Assemblée générale de l’AICA : Pr James Mouangue Kobila plaide pour une protection intégrale des droits des peuples autochtones en Afrique
Pendant une semaine, la capitale camerounaise a servi de cadre à une réflexion continentale sur la préservation des forêts africaines, la protection des droits des peuples autochtones et la promotion d’une gestion durable des ressources naturelles.
Du 26 au 31 mai 2026, l’hôtel Mont Fébé de Yaoundé a accueilli l’Assemblée générale de l’Alliance des peuples autochtones et des communautés locales pour la conservation en Afrique (AICA). Les travaux ont été officiellement ouverts par le président de la Commission des Droits de l’homme du Cameroun (CDHC) et président du Réseau des institutions nationales africaines des Droits de l’homme (RINADH), le Pr James Mouangue Kobila, aux côtés du président de l’AICA, Malidadi Berlings Langa.
Cette rencontre continentale a réuni des représentants de peuples autochtones et de communautés locales issus de plusieurs pays africains, ainsi que des acteurs de la conservation, des organisations de la société civile et divers partenaires institutionnels. La délégation de la CDHC, conduite par son président, a également pris une part active aux échanges.

Une plateforme africaine pour porter une voix commune
Au cœur des discussions figurait la recherche de solutions durables face aux défis environnementaux qui menacent les forêts africaines et affectent les conditions de vie des populations qui en dépendent.
S’exprimant à l’ouverture des travaux, le président de l’AICA, Malidadi Berlings Langa, a rappelé la vocation première de l’organisation. Selon lui, « l’un des principaux objectifs de l’organisation est de créer une plateforme africaine grâce à laquelle les peuples autochtones et les communautés locales pourront défendre collectivement les questions qui les concernent, notamment en matière de conservation et de gestion durable des ressources ».
Cette ambition vise à renforcer la capacité de ces communautés à participer aux décisions qui touchent directement leurs territoires, leurs ressources naturelles et leur avenir.
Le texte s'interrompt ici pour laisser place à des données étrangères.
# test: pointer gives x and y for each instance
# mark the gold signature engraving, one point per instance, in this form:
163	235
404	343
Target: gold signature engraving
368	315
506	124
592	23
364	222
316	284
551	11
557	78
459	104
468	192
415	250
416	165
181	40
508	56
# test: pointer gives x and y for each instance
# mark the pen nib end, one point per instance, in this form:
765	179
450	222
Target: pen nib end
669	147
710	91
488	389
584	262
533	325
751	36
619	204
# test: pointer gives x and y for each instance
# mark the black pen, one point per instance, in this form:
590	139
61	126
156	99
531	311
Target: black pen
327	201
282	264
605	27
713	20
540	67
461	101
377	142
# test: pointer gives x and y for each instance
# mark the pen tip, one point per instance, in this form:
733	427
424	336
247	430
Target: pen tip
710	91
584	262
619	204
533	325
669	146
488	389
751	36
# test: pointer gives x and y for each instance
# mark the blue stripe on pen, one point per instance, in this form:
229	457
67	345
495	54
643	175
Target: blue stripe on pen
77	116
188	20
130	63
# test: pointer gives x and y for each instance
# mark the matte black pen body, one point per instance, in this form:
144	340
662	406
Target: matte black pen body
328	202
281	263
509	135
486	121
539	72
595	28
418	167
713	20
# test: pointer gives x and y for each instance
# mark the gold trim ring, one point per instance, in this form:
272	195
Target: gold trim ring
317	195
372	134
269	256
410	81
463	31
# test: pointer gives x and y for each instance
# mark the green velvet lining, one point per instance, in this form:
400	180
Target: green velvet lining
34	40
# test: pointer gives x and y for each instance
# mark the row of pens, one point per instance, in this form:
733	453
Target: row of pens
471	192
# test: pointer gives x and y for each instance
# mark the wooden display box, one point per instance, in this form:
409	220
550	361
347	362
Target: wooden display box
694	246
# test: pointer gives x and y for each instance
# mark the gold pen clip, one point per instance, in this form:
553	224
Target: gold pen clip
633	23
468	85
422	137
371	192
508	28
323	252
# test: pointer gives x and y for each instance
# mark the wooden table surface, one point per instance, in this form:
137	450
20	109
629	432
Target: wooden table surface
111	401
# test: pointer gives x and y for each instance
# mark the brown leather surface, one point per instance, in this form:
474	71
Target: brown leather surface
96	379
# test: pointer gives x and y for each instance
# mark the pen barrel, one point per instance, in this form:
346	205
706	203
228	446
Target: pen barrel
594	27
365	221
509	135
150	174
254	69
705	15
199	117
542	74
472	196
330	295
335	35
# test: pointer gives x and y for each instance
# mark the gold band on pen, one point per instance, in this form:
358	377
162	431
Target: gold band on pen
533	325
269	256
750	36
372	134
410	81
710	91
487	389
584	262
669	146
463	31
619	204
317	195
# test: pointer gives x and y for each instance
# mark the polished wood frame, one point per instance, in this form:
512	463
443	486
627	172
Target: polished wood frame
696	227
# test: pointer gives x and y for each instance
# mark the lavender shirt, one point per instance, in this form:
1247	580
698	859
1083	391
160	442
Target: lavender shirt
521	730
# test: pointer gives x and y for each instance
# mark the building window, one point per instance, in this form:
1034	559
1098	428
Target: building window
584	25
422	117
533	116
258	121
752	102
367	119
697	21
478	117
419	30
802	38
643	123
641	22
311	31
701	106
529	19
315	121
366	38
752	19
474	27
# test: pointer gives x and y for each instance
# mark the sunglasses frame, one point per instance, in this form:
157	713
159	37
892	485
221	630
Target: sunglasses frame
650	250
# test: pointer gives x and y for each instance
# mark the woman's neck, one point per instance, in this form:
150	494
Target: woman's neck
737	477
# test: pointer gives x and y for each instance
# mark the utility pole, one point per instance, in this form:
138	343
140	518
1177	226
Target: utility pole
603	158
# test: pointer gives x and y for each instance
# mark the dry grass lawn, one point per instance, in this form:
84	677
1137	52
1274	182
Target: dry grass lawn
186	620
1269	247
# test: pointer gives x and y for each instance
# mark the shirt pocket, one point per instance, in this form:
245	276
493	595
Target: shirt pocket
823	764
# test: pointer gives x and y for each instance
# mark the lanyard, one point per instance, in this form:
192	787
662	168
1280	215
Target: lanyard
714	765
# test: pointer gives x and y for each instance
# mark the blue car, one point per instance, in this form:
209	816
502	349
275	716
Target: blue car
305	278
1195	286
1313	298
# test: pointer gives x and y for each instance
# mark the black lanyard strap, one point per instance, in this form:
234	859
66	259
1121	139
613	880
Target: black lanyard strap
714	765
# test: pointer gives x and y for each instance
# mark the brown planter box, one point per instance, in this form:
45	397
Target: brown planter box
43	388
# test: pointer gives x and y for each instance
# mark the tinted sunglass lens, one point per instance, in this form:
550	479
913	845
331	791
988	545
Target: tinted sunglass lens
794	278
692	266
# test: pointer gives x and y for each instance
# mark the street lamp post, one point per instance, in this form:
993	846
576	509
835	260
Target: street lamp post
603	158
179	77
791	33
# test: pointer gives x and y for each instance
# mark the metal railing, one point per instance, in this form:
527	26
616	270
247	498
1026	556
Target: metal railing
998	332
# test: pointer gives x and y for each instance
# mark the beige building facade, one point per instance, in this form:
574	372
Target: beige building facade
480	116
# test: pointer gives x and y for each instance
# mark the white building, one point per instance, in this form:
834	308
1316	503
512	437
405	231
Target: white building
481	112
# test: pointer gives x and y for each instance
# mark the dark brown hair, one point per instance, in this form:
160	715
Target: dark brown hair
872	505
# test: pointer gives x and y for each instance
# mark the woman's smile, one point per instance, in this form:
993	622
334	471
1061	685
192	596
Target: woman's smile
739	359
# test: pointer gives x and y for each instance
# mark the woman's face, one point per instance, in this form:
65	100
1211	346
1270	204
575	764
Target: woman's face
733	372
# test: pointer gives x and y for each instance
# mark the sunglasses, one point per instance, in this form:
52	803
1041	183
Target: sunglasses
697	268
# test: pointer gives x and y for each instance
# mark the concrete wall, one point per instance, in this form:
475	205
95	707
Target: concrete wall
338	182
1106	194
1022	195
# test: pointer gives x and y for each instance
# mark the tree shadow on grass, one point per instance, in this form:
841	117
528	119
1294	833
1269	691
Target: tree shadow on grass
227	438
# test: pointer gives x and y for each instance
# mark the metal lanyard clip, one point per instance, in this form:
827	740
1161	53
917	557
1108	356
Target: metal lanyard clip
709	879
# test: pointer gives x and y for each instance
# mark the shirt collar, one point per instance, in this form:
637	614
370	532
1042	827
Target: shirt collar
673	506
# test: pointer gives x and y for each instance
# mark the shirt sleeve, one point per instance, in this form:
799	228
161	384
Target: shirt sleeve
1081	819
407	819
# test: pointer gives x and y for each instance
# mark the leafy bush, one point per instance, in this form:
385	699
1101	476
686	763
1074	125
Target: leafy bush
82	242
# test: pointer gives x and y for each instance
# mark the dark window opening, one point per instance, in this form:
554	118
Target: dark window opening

Des défis persistants pour les communautés autochtones
Les échanges ont permis aux délégués de dresser un état des lieux des difficultés auxquelles font face les peuples autochtones à travers le continent. Parmi les préoccupations les plus récurrentes figurent la marginalisation sociale, l’accès limité aux services sociaux de base, les conflits liés à l’exploitation des ressources naturelles, les questions foncières ainsi que les conséquences de la dégradation de l’environnement et des changements climatiques.
Les représentants venus de Guinée-Bissau ont particulièrement insisté sur les difficultés rencontrées dans le domaine de l’éducation. Ils ont appelé l’AICA et ses partenaires à renforcer leur accompagnement afin d’améliorer l’accès à l’enseignement pour les enfants et les jeunes issus des communautés autochtones.
La protection des droits au-delà des questions foncières
Prenant la parole lors de la cérémonie d’ouverture, le Pr James Mouangue Kobila a invité les participants à adopter une approche globale de la protection des peuples autochtones.
Le président du RINADH a souligné qu’«il ne faut pas perdre de vue que la protection des peuples autochtones ne se limite pas à la préservation de leur patrimoine foncier, mais couvre l’ensemble des droits consacrés dans la Déclaration des Nations Unies sur les droits des peuples autochtones de 2007».
Pour lui, cette protection englobe notamment les droits de participation politique ainsi que les droits économiques, sociaux et culturels. Il a également insisté sur la nécessité d’intégrer pleinement la dignité, les aspirations et les droits des communautés autochtones dans les politiques nationales et régionales de développement.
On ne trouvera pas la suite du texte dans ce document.